Een broeder die had gezondigd werd door de priester uit de kerk gezet; abba Bessarion stond op en ging samen met hem naar buiten en zei: "Ik ben ook een zondaar"... In Scetia zondigde eens een broeder. Men hield een beraad waar men ook abba Mozes bij had gevraagd om aanwezig te zijn. Maar hij weigerde om te komen. Toen liet de priester hem zeggen: "Kom, iedereen wacht op u". Hij stond op en kwam met een mand met gaten die hij met zand had gevuld en op zijn rug deed en zo droeg. De anderen die hem tegemoet kwamen zeiden tegen hem: "Wat is dat, vader?" De oude man zei: "Mijn fouten zijn bezig achter mij weg te lopen en ik zie ze niet; en ik ben vandaag gekomen om over de fouten van een ander te oordelen?" Toen ze dat hoorden zeiden ze niets tegen de broeder, maar schonken hem vergiffenis. Abba Jozef ondervroeg abba Poimen door te zeggen: "Hoe moet ik monnik worden?" De oude zei: "Als je hier en in de toekomstige wereld rust wilt vinden, zeg dan bij elke gelegenheid: Wie ben ik? En oordeel over niemand". Een andere broeder vroeg dezelfde abba Poimen: "Als ik een fout bij mijn broeder zie, is het dan beter om het te verbergen?" De oude vader zei: "Wanneer we de fouten van onze broeder verbergen, dan zal God de onze ook verbergen; wanneer wij de fouten van onze broeder naar buiten brengen; zal God de onze ook tonen".
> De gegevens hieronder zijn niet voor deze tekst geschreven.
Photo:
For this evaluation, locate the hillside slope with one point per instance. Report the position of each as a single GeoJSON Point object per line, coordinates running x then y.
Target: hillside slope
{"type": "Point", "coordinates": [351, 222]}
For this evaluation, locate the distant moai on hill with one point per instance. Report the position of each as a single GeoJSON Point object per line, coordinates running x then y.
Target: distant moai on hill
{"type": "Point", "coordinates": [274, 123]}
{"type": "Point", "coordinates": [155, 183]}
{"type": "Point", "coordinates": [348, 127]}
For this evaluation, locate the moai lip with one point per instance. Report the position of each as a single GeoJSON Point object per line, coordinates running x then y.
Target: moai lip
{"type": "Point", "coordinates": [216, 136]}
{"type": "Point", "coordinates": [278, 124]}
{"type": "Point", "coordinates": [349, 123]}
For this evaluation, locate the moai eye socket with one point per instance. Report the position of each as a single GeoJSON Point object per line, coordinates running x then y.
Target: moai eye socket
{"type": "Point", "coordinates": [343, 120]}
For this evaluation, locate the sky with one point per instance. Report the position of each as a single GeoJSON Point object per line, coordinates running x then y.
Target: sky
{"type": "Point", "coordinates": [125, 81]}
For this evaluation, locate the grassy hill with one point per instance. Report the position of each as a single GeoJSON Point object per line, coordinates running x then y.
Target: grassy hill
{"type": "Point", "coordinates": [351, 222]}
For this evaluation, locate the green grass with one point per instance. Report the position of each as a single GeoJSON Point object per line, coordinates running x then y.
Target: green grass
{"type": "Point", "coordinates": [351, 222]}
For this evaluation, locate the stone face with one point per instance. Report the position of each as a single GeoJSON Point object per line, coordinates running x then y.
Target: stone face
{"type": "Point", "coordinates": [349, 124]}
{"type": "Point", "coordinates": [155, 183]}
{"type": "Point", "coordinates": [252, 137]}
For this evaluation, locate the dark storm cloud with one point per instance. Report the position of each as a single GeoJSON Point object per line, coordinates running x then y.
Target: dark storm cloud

Broeders en zusters, voor dit evangelie schaam ik mij niet. Het is een goddelijke kracht tot heil van ieder die erin gelooft, allereerst de Jood, maar ook de Griek. Want daarin openbaart zich Gods gerechtigheid, die de mens rechtvaardigt door het geloof en het geloof alleen, volgens het woord der schrift: Die gerechtvaardigd is door het geloof zal leven. Maar de toorn van God openbaart zich en daalt uit de hemel neer over de goddeloosheid en ongerechtigheid van allen die door hun ongerechtigheid de waarheid onderdrukken. Want wat een mens van God kan weten, is in feite onder hen bekend; God zelf heeft het hun geopenbaard. Van de schepping der wereld af wordt zijn onzichtbaar wezen door de rede in zijn werken aanschouwd, zijn eeuwige macht namelijk en zijn godheid. Daarom zijn zij niet te verontschuldigen. Want ofschoon zij God kennen, hebben zij God niet de Hem toekomende eer en dank gebracht. Al hun denken is op niets uitgelopen en hun geest die het inzicht verwierp werd verduisterd. Zij beweerden wijzen te zijn maar werden dwazen. De majesteit van de onvergankelijke God hebben zij verruild voor de afbeelding van de gestalte van een sterfelijk mens en van vogels en van viervoetige en kruipende dieren. Daarom heeft God hen prijsgegeven aan hun onreine begeerten, zodat zij hun eigen lichaam onteren. Zij hebben de goddelijke waarheid verruild voor de leugen, en de schepping geëerd en aanbeden in plaats van de Schepper; Hij is gezegend in eeuwigheid! Amen.